Fisheries and Oceans Canada is failing B.C.’s salmon.
This is what environmental groups are saying after Canada’s Pacific salmon fishery lost its Marine Stewardship Council (MSC) eco-certification.
The groups say that the DFO “failed to address issues identified with outstanding conditions in independent fishery audits.”
The industry chose to pre-emptively withdraw from the international certification to avoid failing its upcoming audit and having its certification removed.
The MSC recertified B.C.’s commercial salmon fishery in 2017, subject to DFO addressing outstanding conditions where the fishery does not meet its standard.

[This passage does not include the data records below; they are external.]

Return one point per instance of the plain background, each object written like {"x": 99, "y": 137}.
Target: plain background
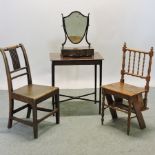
{"x": 38, "y": 25}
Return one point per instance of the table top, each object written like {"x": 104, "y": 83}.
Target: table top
{"x": 59, "y": 57}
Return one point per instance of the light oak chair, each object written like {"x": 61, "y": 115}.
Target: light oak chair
{"x": 135, "y": 63}
{"x": 31, "y": 94}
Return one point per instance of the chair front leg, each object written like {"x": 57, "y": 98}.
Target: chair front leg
{"x": 28, "y": 111}
{"x": 58, "y": 109}
{"x": 35, "y": 123}
{"x": 103, "y": 105}
{"x": 129, "y": 114}
{"x": 11, "y": 107}
{"x": 110, "y": 102}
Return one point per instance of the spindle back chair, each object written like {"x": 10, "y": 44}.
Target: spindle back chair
{"x": 135, "y": 63}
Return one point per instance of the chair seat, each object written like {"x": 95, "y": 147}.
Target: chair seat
{"x": 123, "y": 89}
{"x": 31, "y": 93}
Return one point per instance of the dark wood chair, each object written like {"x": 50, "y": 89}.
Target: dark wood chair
{"x": 138, "y": 64}
{"x": 31, "y": 94}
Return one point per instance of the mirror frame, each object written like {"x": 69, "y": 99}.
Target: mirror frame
{"x": 65, "y": 31}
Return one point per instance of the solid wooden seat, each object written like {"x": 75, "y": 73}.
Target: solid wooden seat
{"x": 123, "y": 89}
{"x": 115, "y": 93}
{"x": 31, "y": 94}
{"x": 34, "y": 92}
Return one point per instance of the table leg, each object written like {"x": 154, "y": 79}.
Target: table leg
{"x": 95, "y": 87}
{"x": 53, "y": 80}
{"x": 100, "y": 84}
{"x": 110, "y": 102}
{"x": 137, "y": 107}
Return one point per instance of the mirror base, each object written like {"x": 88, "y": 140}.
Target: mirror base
{"x": 77, "y": 52}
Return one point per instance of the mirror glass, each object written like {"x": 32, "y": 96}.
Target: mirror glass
{"x": 75, "y": 26}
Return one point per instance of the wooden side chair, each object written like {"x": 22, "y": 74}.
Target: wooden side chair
{"x": 138, "y": 64}
{"x": 31, "y": 94}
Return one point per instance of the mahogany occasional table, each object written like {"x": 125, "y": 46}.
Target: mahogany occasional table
{"x": 96, "y": 60}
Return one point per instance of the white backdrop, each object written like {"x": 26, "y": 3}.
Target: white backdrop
{"x": 38, "y": 25}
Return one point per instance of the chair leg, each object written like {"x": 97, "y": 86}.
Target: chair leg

They required improvements to fishery monitoring, better stock assessments and reducing impacts on wild salmon populations from harvesting hatchery-raised salmon.
An independent 2018 audit reported that 40 percent of these conditions were behind target.
“MSC sets a very low bar for wild salmon sustainability,” said Watershed Watch Salmon Society executive director Aaron Hill.
Raincoast Conservation Foundation wild salmon program director Misty MacDuffee said this is significant because the certification is what allowed B.C. salmon to be sold into the European market.
“Without that certification, they lose those sales that are going either directly to the EU or to the EU through China. It is significant. It does constrain where the industry can now sell their salmon,” MacDuffee said.
MacDuffee said the council only certifies whether the management system provides for a sustained harvest.
She added that it does not certify whether the fishery meets the needs of ecosystems, bears, whales and other wildlife, or whether it is sustainable in the face of climate change.
She said this sends a message that our salmon are not being well managed.
“It’s not all the industry’s fault. DFO also is responsible for this failure because DFO is ultimately the manager and is the one that needs to be overseeing and making sure that that level of information is obtained. It’s really a black mark that we can’t meet a certification standard like the Marine Stewardship Council.”
She hopes the companies and fisheries will strive for a higher bar.
“And that we’ll be able to ensure that we do have a sustainable fishery and that other certification bodies can be pursued,” MacDuffee added.
Greg Taylor, a fisheries consultant and former industry executive said the inability to meet even minimum standards for sustainability is an indictment of Ottawa’s management of B.C.’s salmon.
“The loss of MSC certification will be particularly noted in major European markets where many retailers require it. It will also mean programs like Ocean Wise, SeaChoice and Seafood Watch will no longer be able to recommend B.C. as a sustainable source of wild-caught salmon.”
“We can’t fish responsibly if we don’t know how many fish are making it back to their streams to spawn,” says Greg Knox from SkeenaWild Conservation Trust, highlighting the erosion of monitoring of B.C.’s salmon populations over the past decade — a key problem identified by the MSC.
“The only real surprise is it took MSC this long to determine DFO’s management system did not meet its requirements for a sustainable fishery.”
“A benefit of the MSC certification is that it requires the fishery to address key gaps, including lack of monitoring, dealing with the risks of hatcheries and protecting salmon biodiversity,” said David Suzuki Foundation senior science and policy analyst Jeffery Young.
“Despite having close to a decade to act, the government has failed to deliver on its promises to help the B.C. fishery meet certification requirements.”
Marine Stewardship Council
The MSC is an international, independent non-profit organization that sets a standard for sustainable fishing.
Fisheries are assessed by a team of experts who are independent of both the fishery and the MSC.
About 300 fisheries and 30,000 wild seafood products from around the world are certified to use the MSC eco-label.